Nuclear spin relaxation in integral and fractional quantum Hall systems

Abstract

We report on a numerical study of the relaxation rates of nuclear spins coupled through the hyperfine interaction to a two dimensional electron gas (2DEG) at magnetic fields corresponding to both fractional and integral Landau level (LL) fillings $\ensuremath{\nu}.$ The Hamiltonians of up to 20 interacting electrons are diagonalized exactly in the spherical geometry, neglecting finite layer width, disorder, and LL mixing. The spectral functions ${\ensuremath{\tau}}^{\ensuremath{-}1}(E)$ describing response of the 2DEG to the reversal of an embedded localized spin are calculated.

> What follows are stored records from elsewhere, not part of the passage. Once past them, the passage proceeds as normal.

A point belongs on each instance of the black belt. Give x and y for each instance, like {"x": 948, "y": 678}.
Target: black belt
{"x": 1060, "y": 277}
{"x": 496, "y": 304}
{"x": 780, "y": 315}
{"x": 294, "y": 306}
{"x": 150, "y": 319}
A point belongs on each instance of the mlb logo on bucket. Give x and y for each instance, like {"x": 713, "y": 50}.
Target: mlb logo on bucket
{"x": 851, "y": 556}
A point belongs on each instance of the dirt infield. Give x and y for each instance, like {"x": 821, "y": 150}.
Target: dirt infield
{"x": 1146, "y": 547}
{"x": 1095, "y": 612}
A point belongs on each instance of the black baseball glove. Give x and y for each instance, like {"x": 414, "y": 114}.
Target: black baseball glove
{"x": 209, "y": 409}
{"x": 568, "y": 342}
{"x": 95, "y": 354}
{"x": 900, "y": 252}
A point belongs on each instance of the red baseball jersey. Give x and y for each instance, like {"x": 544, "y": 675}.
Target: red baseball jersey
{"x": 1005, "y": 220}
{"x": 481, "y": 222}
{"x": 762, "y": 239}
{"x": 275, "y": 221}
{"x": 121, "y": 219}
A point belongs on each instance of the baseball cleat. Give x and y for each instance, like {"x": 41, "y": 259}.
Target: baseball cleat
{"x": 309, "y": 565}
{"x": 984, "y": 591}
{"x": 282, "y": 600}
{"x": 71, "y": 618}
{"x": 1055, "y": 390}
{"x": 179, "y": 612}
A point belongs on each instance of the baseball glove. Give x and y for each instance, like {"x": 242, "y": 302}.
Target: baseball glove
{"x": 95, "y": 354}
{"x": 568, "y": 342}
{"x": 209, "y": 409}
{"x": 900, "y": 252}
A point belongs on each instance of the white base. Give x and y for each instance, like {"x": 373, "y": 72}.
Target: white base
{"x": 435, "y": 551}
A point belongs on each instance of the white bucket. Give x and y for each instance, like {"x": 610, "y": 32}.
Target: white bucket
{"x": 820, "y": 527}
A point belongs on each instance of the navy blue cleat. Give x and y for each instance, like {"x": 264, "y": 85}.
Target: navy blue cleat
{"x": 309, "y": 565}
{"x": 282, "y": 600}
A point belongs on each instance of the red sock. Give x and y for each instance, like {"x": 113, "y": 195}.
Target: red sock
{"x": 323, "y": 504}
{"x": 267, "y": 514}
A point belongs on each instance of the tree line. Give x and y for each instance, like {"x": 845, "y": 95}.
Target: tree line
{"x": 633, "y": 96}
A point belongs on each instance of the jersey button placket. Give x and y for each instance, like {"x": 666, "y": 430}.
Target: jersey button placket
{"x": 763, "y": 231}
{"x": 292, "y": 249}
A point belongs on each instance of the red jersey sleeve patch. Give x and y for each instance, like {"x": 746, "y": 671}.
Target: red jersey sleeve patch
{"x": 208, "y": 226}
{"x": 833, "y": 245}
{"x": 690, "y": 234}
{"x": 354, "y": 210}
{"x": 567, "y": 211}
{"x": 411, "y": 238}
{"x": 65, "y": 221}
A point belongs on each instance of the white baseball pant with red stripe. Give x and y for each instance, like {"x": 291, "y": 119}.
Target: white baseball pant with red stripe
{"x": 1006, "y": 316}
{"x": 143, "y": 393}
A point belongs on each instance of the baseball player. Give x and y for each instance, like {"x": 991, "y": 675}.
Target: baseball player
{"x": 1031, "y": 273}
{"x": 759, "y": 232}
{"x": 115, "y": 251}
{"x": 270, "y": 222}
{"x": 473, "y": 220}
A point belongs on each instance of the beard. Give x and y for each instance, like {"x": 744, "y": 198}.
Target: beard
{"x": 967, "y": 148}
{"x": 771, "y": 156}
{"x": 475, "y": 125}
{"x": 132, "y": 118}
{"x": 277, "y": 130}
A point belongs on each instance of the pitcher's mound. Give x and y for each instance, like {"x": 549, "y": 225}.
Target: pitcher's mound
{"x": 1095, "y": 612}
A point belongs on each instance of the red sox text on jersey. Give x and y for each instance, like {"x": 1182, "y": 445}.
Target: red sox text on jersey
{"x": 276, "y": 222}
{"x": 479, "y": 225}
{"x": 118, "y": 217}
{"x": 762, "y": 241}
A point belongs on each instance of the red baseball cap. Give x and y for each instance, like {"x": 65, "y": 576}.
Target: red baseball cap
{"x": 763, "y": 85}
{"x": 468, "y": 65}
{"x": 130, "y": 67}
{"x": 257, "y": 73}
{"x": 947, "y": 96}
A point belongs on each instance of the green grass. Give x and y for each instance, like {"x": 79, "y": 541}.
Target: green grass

In a (locally) incompressible $\ensuremath{\nu}=1$ or $\frac{1}{3}$ state, the finite Coulomb energy of short spin waves, together with the small nuclear Zeeman energy, prevent nuclear spin relaxation even in the limit of vanishing electron Zeeman energy ${(E}_{\mathrm{Z}}).$ However, we find that the nuclear spins can couple to the internal excitations of mobile finite-size skyrmions that appear in the 2DEG at sufficiently low ${E}_{\mathrm{Z}}$ and at $\ensuremath{\nu}$ slightly different from 1 or $\frac{1}{3}.$ The experimentally observed dependence of nuclear spin relaxation rate on ${E}_{\mathrm{Z}}$ and $\ensuremath{\nu}$ is qualitatively explained in terms of the occurrence of skyrmions and antiskyrmions of various topological charge.